My undergraduate degree in Letters at the University of São Paulo, with a qualification in English and Portuguese, was the starting point. It was an intense experience that allowed me to acquire knowledge in several disciplines within the fields of Literature and Linguistics. In addition to the mandatory classes in Portuguese and English linguistics and their respective literatures, I found my place in the Department of Literary Theory and Comparative Literature. This allowed me to develop a broader perspective on contemporary literature and also to carry out an undergraduate research project on the work of Karl Ove Knausgaard and the fragmentary construction of postmodern subject identity. (I used the works translated into English, so no, I do not speak Norwegian — yet!)
One of the greatest frustrations I had at USP was the lack of exploration of writing practice as an art. Here is a warning to aspiring writers: most Literature programs will not give you space to write anything beyond essays and academic articles. This is changing, but it is a gradual process. So I had to turn to independent courses. My greatest mentor in my first steps was the wonderful Noemi Jaffe, now the creator of Escrevedeira Cultural Center.
Then I discovered the postgraduate program in Writer Training at Instituto Vera Cruz, a lato sensu postgraduate course lasting two and a half years, inspired by MFA programs in Creative Writing in the English-speaking world. It was one of the most transformative experiences of my life. I entered as one writer and left as another, with a manuscript practically ready to be published. I took classes with some of the greatest names in Brazilian literature — Roberto Taddei, Sérgio Corsaletti, Marília Garcia, Isabela Noronha, Carolina Abed, and the incredible Julián Fuks, who kindly wrote a back-cover blurb with generous praise for my first book, Prismas, which was my final project for the course. If you would like to know more about the book, published by Editora Patuá, a giant among independent publishers, click here.
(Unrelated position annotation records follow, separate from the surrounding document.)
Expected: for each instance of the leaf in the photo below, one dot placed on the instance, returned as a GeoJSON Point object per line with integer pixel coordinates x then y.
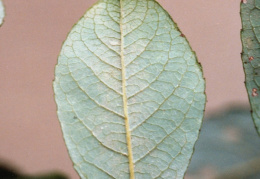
{"type": "Point", "coordinates": [2, 13]}
{"type": "Point", "coordinates": [130, 93]}
{"type": "Point", "coordinates": [250, 34]}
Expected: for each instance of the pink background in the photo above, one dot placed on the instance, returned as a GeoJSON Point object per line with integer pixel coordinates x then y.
{"type": "Point", "coordinates": [30, 42]}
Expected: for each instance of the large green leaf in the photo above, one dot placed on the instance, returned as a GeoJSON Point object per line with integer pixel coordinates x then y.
{"type": "Point", "coordinates": [130, 93]}
{"type": "Point", "coordinates": [250, 13]}
{"type": "Point", "coordinates": [2, 13]}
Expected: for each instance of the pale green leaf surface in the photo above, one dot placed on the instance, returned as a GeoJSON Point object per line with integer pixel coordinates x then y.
{"type": "Point", "coordinates": [2, 13]}
{"type": "Point", "coordinates": [250, 14]}
{"type": "Point", "coordinates": [125, 69]}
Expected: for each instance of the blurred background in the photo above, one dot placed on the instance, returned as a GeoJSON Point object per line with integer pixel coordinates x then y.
{"type": "Point", "coordinates": [30, 41]}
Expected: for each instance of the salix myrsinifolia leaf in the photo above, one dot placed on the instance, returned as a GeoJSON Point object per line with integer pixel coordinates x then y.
{"type": "Point", "coordinates": [130, 93]}
{"type": "Point", "coordinates": [250, 34]}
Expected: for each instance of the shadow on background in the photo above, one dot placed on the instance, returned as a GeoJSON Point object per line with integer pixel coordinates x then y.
{"type": "Point", "coordinates": [228, 148]}
{"type": "Point", "coordinates": [8, 172]}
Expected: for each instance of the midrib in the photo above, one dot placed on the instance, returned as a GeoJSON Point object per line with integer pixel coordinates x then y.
{"type": "Point", "coordinates": [128, 132]}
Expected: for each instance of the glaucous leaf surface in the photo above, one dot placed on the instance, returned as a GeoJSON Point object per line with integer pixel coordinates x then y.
{"type": "Point", "coordinates": [130, 93]}
{"type": "Point", "coordinates": [250, 13]}
{"type": "Point", "coordinates": [2, 13]}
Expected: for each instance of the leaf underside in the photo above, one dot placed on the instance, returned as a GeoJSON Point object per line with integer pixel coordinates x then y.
{"type": "Point", "coordinates": [130, 93]}
{"type": "Point", "coordinates": [250, 34]}
{"type": "Point", "coordinates": [2, 13]}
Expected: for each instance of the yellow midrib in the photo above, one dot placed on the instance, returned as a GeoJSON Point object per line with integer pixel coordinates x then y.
{"type": "Point", "coordinates": [128, 132]}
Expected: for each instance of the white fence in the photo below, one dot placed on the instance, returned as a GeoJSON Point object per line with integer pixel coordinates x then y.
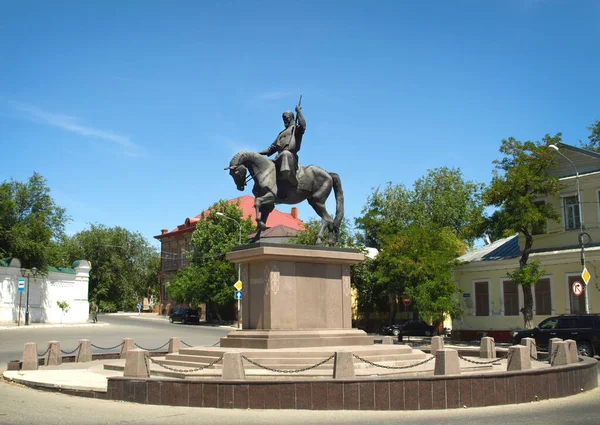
{"type": "Point", "coordinates": [70, 285]}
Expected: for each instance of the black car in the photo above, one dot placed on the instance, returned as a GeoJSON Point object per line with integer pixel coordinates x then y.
{"type": "Point", "coordinates": [413, 327]}
{"type": "Point", "coordinates": [185, 315]}
{"type": "Point", "coordinates": [584, 329]}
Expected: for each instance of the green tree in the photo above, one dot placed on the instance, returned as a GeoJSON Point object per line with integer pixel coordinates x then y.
{"type": "Point", "coordinates": [440, 203]}
{"type": "Point", "coordinates": [30, 222]}
{"type": "Point", "coordinates": [594, 138]}
{"type": "Point", "coordinates": [519, 181]}
{"type": "Point", "coordinates": [124, 265]}
{"type": "Point", "coordinates": [418, 261]}
{"type": "Point", "coordinates": [211, 276]}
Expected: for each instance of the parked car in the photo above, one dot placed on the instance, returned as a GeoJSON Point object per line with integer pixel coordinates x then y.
{"type": "Point", "coordinates": [584, 329]}
{"type": "Point", "coordinates": [185, 315]}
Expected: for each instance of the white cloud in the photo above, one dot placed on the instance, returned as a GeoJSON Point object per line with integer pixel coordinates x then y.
{"type": "Point", "coordinates": [70, 124]}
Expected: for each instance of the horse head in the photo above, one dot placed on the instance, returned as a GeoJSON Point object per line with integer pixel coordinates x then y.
{"type": "Point", "coordinates": [238, 172]}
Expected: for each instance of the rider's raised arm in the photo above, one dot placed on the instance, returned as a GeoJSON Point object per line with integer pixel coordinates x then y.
{"type": "Point", "coordinates": [301, 121]}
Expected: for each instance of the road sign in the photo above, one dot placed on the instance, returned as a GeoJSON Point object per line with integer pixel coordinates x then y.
{"type": "Point", "coordinates": [585, 275]}
{"type": "Point", "coordinates": [577, 288]}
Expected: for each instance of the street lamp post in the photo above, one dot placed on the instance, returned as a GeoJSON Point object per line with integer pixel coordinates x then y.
{"type": "Point", "coordinates": [239, 223]}
{"type": "Point", "coordinates": [34, 272]}
{"type": "Point", "coordinates": [581, 226]}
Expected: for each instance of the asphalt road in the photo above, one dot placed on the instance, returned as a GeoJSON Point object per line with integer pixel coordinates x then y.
{"type": "Point", "coordinates": [147, 331]}
{"type": "Point", "coordinates": [21, 406]}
Soon after, I decided to move abroad. I have always had a connection with England that I cannot quite put into words, and, by some miracle, the Department of Literature, Drama and Creative Writing at the University of East Anglia accepted me into the Master’s program in Modernist and Contemporary Literature. UEA is a phenomenon that needs to be studied — and in fact is being studied — within the field of creative writing pedagogy. Many highly successful writers have emerged from there, such as Ian McEwan, Naomi Alderman, Giles Foden (with whom I have the pleasure of daily contact), and Kazuo Ishiguro (yes, a man who won the Nobel Prize in Literature).
The master’s degree was a bittersweet experience, but one that brought me many rewards, such as the discovery that my writing is received differently in English, that I feel extremely comfortable writing in a language in which words seem not to carry the same weight as in my mother tongue, and also the creation of important professional connections and lasting friendships.
My dissertation focused on the representation of blindness in literary works by Clarice Lispector, Raymond Carver, and Jorge Luis Borges. Reading such distinct authors in three different languages, yet who share the common ground of exploring the image of the blind person or the experience of blindness as an expressive tool, allowed me to argue that even when visual impairment is used as a metaphor, it still expresses an experience, and vice versa.
With little interval, I began a PhD in Critical-Creative Writing, also at the University of East Anglia. This time, I decided to expand the definition of disability I used in my master’s and to think about how literary forms can be influenced by, or entirely generated from, the experience of the disabled body-mind — this time not only blindness, but any condition of the body, the senses, or the mind seen as deviating from a standard of normality (increasingly diffuse). If you would like to know more, click here and go to the Research section of the website, where I explain it in more detail.
Navigating the world with a chronic illness that causes visual impairment and auditory processing difficulties has profoundly shaped my perspective — personally, academically, and creatively. This singular outlook runs through my writing and allows me to explore themes such as perception, identity, and the subtleties of human experience.